Let $a,b,c$ be integers and suppose the equation $f(x)=ax^2+bx+c=0$ has an irrational root $r$. Let $u=\frac p q$ be any rational number such that $|u-r|<1$. Prove that $\frac 1 {q^2} \leq |f(u)| \leq K|u-r|$ for some constant $K$. Deduce that there is a constant $M$ such that $|r \frac p q| \geq \frac M {q^2}$. (This is useful in approximating the nonrational zeros of a polynomial.)
(I wasn't sure what a non-rational root is. And used intermediate value theorem for $x=u-1$ and $x=u$ but couldn't move further.)
A non-rational root is simply a root that is not a rational number (i.e. it is irrational).
The problem has nothing to do with the intermediate value theorem, it is an exercise in pure algebra. First, note that if $r$ is an irrational root, then the other root $r'$ must also be irrational (assume that $r'$ is rational; since $r+r'= - \frac b a$ which is rational, this would imply $r$ rational which is a contradiction). We shall use this in a moment.

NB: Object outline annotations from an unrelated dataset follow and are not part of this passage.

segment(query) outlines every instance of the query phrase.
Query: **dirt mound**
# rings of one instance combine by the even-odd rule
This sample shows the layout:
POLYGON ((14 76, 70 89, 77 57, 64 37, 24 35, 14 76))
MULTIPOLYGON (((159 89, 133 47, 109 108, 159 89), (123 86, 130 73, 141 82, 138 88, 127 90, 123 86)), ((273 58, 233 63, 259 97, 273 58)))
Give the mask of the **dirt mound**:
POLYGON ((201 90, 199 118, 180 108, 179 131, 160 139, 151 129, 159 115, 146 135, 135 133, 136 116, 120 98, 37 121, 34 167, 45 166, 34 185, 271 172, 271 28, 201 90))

Now $|f(u)| = \frac {|a p^2 + bpq + c q^2|} {q^2}$, so let us show that the numerator is $\geq 1$. This numerator is an integer, so it is either $0$, or $\geq 1$. If it is $0$, then divide by $q^2$ and get $f(\frac p q)=0$. But this means that $f$ has a rational root, impossible according to the first paragraph. So, $\frac 1 {q^2} \leq |f(u)|$.

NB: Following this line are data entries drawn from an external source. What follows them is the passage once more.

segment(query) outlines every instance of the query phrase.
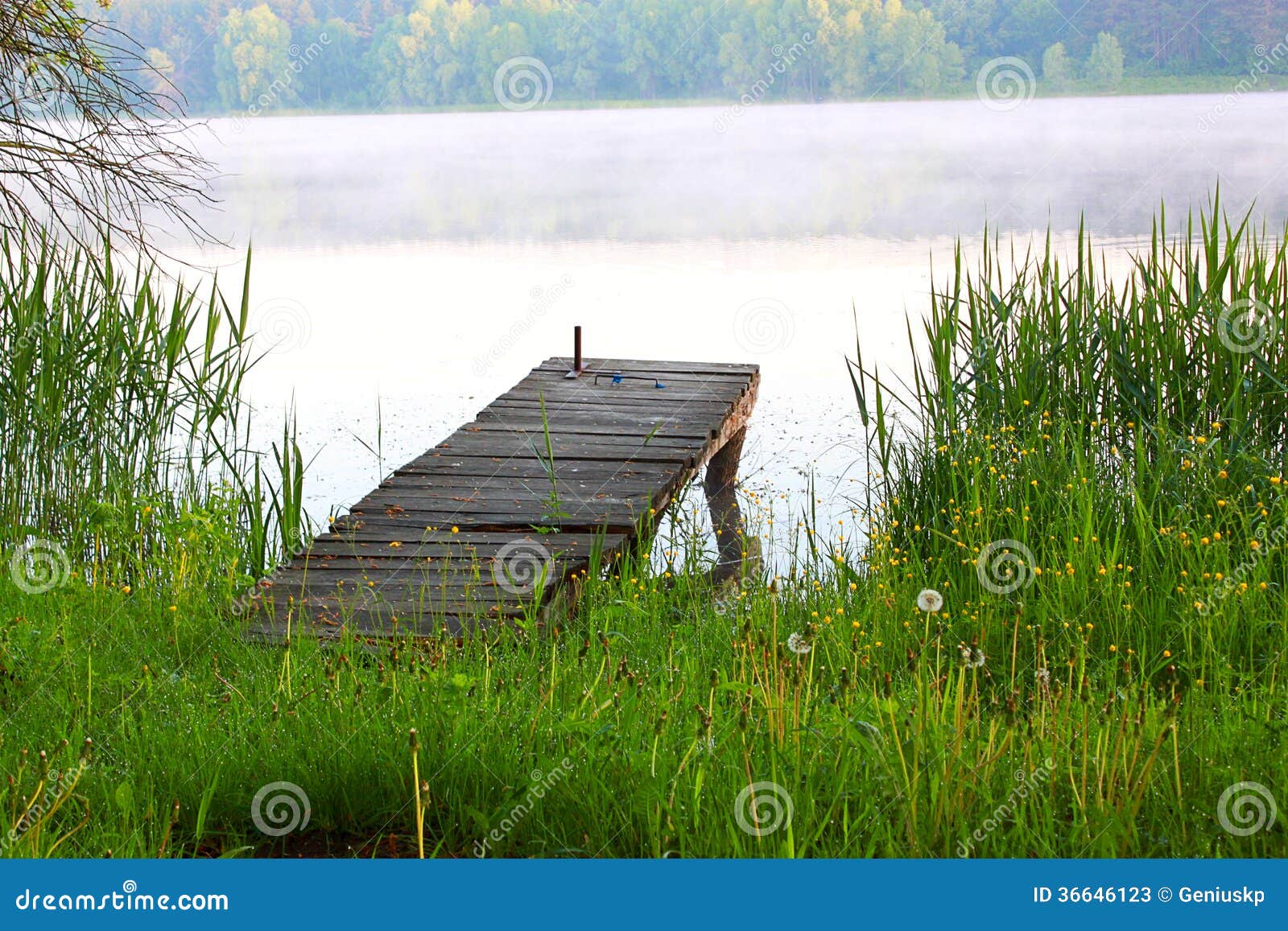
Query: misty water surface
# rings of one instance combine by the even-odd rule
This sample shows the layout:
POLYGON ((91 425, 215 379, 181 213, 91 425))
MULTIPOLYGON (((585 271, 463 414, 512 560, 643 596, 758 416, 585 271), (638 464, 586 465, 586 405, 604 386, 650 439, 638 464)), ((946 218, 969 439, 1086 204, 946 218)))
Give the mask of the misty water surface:
POLYGON ((581 323, 591 355, 759 362, 748 484, 787 496, 782 528, 814 470, 835 522, 863 478, 854 315, 898 364, 931 259, 942 282, 985 223, 1063 246, 1086 215, 1110 269, 1217 183, 1282 228, 1285 117, 1288 94, 216 120, 204 219, 233 247, 187 258, 236 296, 254 242, 255 402, 267 426, 294 397, 316 518, 581 323))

Also, since $f(r)=0$, $|f(u)| = |f(u) - f(r)| = |a(u^2-r^2) + b(u-r)| = |u-r| \cdot |a(u+r)+b|$. Now, it is not clear what is meant by "constant" in the statement of the problem: constant with respect to what? I am going to assume that one means "constant with respect to u" (considering $r$ fixed). Then $|u+r| = |-r -u| = |-2r +r-u| \leq 2|r| + |r-u| \leq 2|r| + 1$ and then $|a(u+r) + b| \leq |a| \cdot |u+r| + |b| \leq |a|(2|r|+1)+|b|$. If you call this last number $K$, then $|f(u)| \leq K |u-r|$.

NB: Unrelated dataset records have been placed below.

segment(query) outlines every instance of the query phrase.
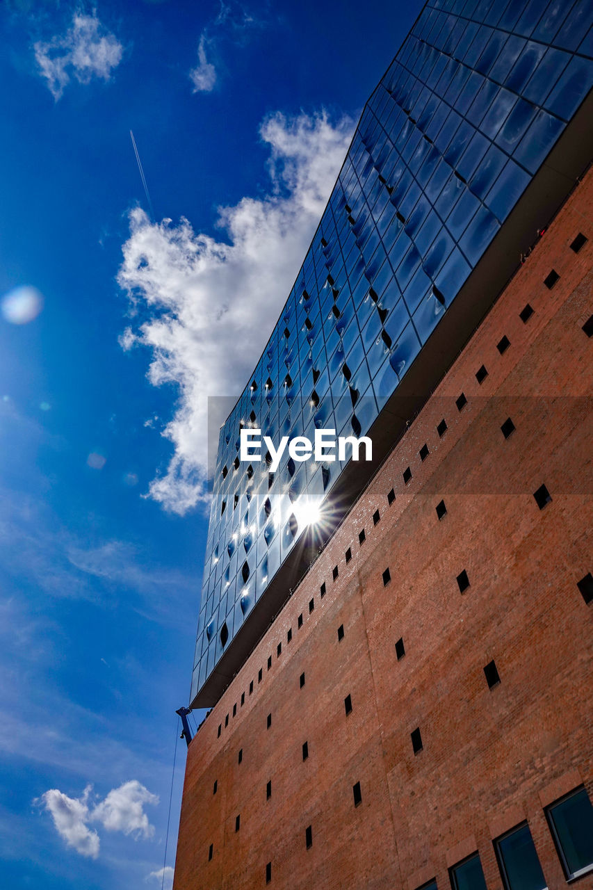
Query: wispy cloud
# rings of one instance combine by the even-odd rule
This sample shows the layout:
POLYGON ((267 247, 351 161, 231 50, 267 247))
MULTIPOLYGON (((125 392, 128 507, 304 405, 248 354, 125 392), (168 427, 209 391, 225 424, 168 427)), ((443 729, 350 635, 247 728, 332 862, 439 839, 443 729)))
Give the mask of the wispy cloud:
POLYGON ((190 71, 193 93, 211 93, 216 83, 216 69, 206 58, 207 39, 202 34, 198 44, 198 64, 190 71))
POLYGON ((56 101, 71 77, 81 84, 88 84, 93 77, 109 80, 124 52, 94 11, 92 15, 75 12, 63 36, 56 36, 46 43, 37 41, 34 50, 40 73, 56 101))
POLYGON ((170 865, 165 866, 164 869, 158 869, 157 871, 151 871, 150 875, 147 875, 146 880, 158 881, 161 886, 165 886, 167 890, 170 890, 173 886, 173 876, 175 874, 174 869, 170 865))
POLYGON ((211 61, 223 39, 244 44, 251 34, 265 26, 261 15, 256 16, 240 3, 221 0, 217 15, 203 29, 198 44, 198 64, 189 72, 193 93, 211 93, 218 82, 215 66, 211 61), (210 60, 208 60, 210 57, 210 60))
POLYGON ((81 856, 96 859, 101 841, 89 822, 100 822, 108 831, 121 831, 134 839, 148 839, 154 835, 144 806, 156 805, 158 797, 135 779, 112 789, 107 797, 90 805, 92 785, 87 785, 80 797, 69 797, 58 789, 50 789, 34 801, 51 814, 56 830, 81 856))
POLYGON ((228 239, 196 232, 186 219, 151 223, 140 208, 130 214, 118 280, 132 306, 142 305, 149 318, 129 328, 121 343, 149 347, 150 382, 175 383, 180 391, 163 432, 174 454, 150 488, 168 510, 183 514, 207 498, 207 397, 241 392, 298 271, 353 129, 351 118, 332 124, 325 113, 267 118, 260 132, 270 148, 269 194, 220 210, 228 239))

Finally, take the endpoints of this inequality, $\frac 1 {q^2} \leq K|u-r|$, multiply them by $|u|$ and get $\frac {|u|} {q^2} \leq K |u^2 -ur| \leq Ku^2 + K|ur|$. Therefore $|\frac p q r| \geq \frac {|u|} {K q^2} - u^2$ and, if you let $M=\frac {|u|} K - u^2 q^2$, this can be rewritten as $|\frac p q r| \geq \frac M {q^2}$.